Friday, May 16, 2014

Being firm without alienating children


I once attended a seminar that taught that each person has a "love" bucket. And when that bucket is full, he behaves well, and can overlook things, forgive, take criticism, and generally be a well adjusted person...however if that bucket gets emptied, by receiving too much criticism or from neglect or isolation, then the person begins to have issues. This is really true in children.

 The first step in helping children not feel rebellious when you discipline is making sure you are giving them the 5 love languages regularly. Then their bucket is always full, and they are malleable and teachable. When it comes time to discipline, you've got to have loved them enough to have "money in the bank" so to speak, so they don't feel rebellious and think you don't like them.

 The second step is to avoid anger as you discipline. If you are feeling angry, tell them, I need to calm down first, but then we are going to talk about this problem. Or if your child is very young and needs to be pulled out of the situation quickly, you can place them in time out while you both calm down, and then talk about it after. When you are calm and have thought about the real issues, then you will be able to be more effective at teaching your children.

 The third step is to speak with kindness even when you are being firm. It is VERY important to be firm with children and to have strong boundaries especially when they are young. This makes them feel secure. But you can keep those boundaries with a kind voice. I always tell my husband, use actions instead of yelling. If you get up and help them to obey with a kind voice, that will go a lot further toward the goal, than making them feel unloved. This method has worked really well for our children. We definitely have strong boundaries in our home that are strictly enforced, but they are enforced with kindness and love (of course we are not perfect, but this is what we strive for.  Please don't feel bad for past mistakes.  We've made our share too...we just keep on trying, just like you).

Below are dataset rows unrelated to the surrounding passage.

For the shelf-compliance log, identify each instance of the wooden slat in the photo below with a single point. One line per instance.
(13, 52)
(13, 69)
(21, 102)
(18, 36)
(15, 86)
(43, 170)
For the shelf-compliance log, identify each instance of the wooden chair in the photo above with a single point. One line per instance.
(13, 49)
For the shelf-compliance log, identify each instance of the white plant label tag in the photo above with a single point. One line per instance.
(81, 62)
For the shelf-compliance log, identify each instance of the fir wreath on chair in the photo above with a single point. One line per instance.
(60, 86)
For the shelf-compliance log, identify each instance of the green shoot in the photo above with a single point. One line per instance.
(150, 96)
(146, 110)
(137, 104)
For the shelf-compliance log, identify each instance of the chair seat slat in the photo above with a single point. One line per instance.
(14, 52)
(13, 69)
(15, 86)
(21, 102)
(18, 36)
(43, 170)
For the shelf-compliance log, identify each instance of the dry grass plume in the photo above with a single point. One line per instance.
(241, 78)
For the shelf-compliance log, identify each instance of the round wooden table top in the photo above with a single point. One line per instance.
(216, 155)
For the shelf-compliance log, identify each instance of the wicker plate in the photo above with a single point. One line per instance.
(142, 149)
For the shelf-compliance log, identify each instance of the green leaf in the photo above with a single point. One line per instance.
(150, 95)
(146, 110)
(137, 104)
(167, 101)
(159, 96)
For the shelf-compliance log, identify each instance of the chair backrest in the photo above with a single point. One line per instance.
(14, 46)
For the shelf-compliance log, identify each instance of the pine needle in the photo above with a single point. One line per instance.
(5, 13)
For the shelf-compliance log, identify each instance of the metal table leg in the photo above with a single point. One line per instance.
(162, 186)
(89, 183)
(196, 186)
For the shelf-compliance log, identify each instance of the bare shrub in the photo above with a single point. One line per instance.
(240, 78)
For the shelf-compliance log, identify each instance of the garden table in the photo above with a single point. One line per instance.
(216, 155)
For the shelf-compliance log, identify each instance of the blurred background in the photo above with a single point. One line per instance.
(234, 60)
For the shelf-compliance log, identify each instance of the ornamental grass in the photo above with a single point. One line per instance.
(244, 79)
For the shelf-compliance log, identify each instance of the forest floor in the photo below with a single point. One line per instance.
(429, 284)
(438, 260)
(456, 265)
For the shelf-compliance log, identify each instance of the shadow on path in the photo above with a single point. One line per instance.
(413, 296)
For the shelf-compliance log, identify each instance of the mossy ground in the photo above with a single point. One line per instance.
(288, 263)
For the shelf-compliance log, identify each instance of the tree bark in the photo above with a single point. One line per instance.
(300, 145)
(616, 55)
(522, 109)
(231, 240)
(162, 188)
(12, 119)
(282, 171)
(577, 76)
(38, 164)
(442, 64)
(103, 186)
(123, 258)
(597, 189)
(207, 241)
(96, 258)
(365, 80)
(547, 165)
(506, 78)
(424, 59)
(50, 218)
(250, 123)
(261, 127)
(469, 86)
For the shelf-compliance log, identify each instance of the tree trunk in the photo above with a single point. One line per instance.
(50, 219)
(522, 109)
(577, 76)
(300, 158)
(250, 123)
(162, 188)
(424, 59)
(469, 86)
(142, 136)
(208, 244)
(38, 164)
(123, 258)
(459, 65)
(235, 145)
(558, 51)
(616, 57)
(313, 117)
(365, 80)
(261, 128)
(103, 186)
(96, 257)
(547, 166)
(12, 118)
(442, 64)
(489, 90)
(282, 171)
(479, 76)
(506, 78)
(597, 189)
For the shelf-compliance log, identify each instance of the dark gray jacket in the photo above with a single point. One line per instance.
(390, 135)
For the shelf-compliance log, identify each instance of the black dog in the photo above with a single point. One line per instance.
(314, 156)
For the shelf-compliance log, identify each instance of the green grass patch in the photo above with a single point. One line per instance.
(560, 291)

 And one last tip, we always say, "I'm sorry that you chose to lose the car for the day. I hate it when you are sad, but I know you'll do better next time." A little empathy goes a long way, but also this statement tells them that it was their choice and consequence, and not yours. A book that teaches more about this method is called, "Parenting with Love and Logic" by Foster Cline and Jim Fay. It's a great book that teaches a lot about logical consequences given with love.